The device is an "intra-operative image guided localization system" that tracks a freehand probe relative to patient image data. It also includes the "Disposable Stylet" as a pre-calibrated guiding stylet. The nature of these devices inherently involves human interaction (the surgeon using the system and stylet). While the calibration of the stylet is "pre-calibrated" (meaning the software contains information optimized for it and user calibration is not necessary), the system itself is designed as a human-in-the-loop tool. Therefore, a purely standalone algorithm performance study, in the sense of a diagnostic AI, is unlikely to be relevant or described for this type of device. The verification and validation mentioned would likely involve testing the accuracy and reliability of the tracking system and the stylet's calibration.

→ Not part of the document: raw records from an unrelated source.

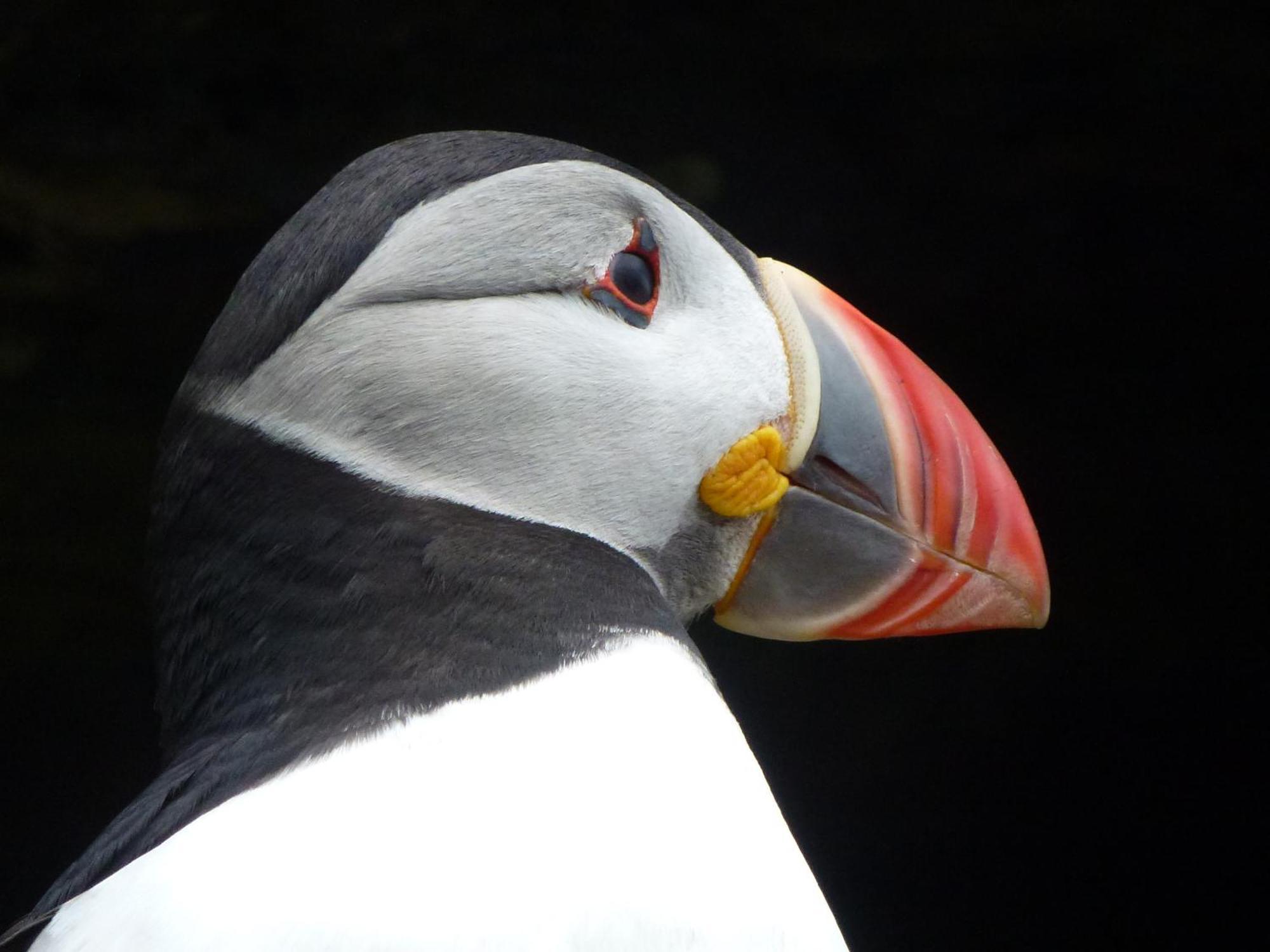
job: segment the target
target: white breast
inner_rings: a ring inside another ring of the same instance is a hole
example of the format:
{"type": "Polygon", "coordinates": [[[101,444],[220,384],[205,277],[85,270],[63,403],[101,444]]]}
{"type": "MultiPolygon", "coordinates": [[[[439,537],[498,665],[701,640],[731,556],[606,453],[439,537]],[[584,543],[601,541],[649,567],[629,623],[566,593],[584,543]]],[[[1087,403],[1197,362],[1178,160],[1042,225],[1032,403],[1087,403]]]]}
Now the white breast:
{"type": "Polygon", "coordinates": [[[33,952],[845,949],[735,720],[639,636],[300,765],[33,952]]]}

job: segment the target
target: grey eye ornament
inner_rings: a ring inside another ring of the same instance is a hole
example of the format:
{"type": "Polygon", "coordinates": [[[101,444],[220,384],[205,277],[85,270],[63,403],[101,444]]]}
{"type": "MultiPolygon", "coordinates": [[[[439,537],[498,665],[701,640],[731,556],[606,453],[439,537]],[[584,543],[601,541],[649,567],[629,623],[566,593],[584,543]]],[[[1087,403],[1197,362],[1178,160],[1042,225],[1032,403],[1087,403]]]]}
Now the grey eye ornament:
{"type": "Polygon", "coordinates": [[[653,226],[636,218],[630,244],[613,255],[605,277],[585,286],[583,293],[615,311],[632,327],[646,327],[660,289],[660,259],[653,226]]]}

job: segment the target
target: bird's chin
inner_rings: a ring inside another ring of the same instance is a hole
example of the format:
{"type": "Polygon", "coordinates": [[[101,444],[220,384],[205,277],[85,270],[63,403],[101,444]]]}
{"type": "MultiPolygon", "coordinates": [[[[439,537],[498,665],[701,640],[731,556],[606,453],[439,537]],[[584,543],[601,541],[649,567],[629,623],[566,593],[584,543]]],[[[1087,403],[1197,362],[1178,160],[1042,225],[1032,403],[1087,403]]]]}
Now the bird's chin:
{"type": "MultiPolygon", "coordinates": [[[[715,621],[785,640],[1039,628],[1049,578],[1022,493],[965,405],[894,336],[795,268],[763,261],[806,334],[814,435],[759,520],[715,621]]],[[[805,341],[800,344],[799,341],[805,341]]]]}

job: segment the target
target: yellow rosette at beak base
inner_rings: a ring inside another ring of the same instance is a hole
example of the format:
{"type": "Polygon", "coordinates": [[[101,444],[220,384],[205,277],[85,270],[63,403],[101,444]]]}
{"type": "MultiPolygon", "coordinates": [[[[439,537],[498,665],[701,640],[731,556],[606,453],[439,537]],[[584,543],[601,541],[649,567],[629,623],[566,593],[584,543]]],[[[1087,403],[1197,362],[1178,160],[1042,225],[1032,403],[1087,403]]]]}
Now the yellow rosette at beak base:
{"type": "Polygon", "coordinates": [[[775,426],[759,426],[742,437],[701,479],[701,501],[719,515],[740,518],[776,505],[789,479],[781,473],[785,443],[775,426]]]}

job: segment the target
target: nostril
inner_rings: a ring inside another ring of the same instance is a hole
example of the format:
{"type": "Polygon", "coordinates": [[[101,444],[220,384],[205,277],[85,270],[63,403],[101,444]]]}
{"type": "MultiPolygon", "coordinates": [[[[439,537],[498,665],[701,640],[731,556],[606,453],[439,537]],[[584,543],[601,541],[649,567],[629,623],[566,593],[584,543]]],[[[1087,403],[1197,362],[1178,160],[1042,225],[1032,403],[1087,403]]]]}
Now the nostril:
{"type": "MultiPolygon", "coordinates": [[[[814,456],[812,457],[810,466],[804,465],[803,468],[809,468],[813,473],[813,479],[808,480],[809,485],[805,485],[805,489],[817,489],[814,484],[820,482],[823,485],[823,481],[828,481],[837,489],[845,490],[848,495],[864,500],[875,509],[886,512],[886,505],[883,503],[881,496],[879,496],[867,482],[861,480],[859,476],[852,475],[847,470],[843,470],[829,457],[814,456]]],[[[803,485],[803,482],[798,479],[798,473],[790,476],[790,481],[795,485],[803,485]]]]}

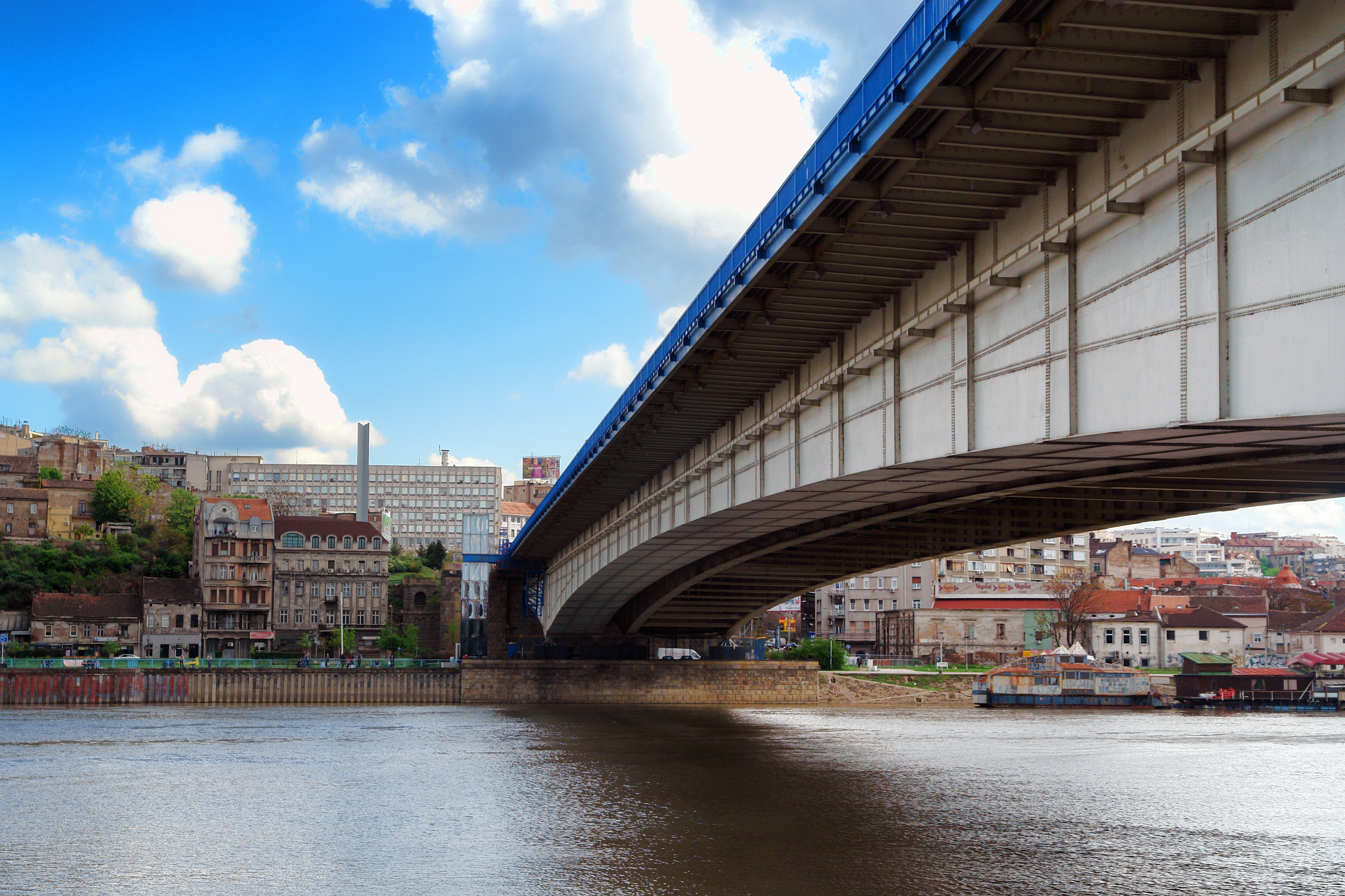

7. The type of ground truth used (expert consensus, pathology, outcomes data, etc.):

For the Cranial IGS System generally, the "ground truth" for navigation is derived from the patient's own diagnostic image data (CT, CTA, X-Ray, MR, MRA, ultrasound) which are then registered to the patient's anatomy during surgery. This is a form of image-based anatomical ground truth.

For the Disposable Stylet, the "ground truth" for the performance testing cited (extraction force) would be the physical properties and measurements of the stylet and the catheters. The "calibration information optimized for the Disposable Stylet" stored in the software serves as its internal "ground truth" for tracking.

8. The sample size for the training set:

This information is not provided in the document. The device does not appear to be an AI/ML system that undergoes a "training" phase with a distinct training set in the typical sense. The software contains "calibration information optimized for the Disposable Stylet," which implies pre-determined parameters rather than a learned model from a large dataset.

9. How the ground truth for the training set was established:

This information is not provided in the document, as a "training set" and associated ground truth establishment (in the AI/ML sense) are not explicitly mentioned or implied for this type of device. The pre-calibration of the stylet would have been established through engineering and metrology processes to define its geometric properties to a high degree of accuracy.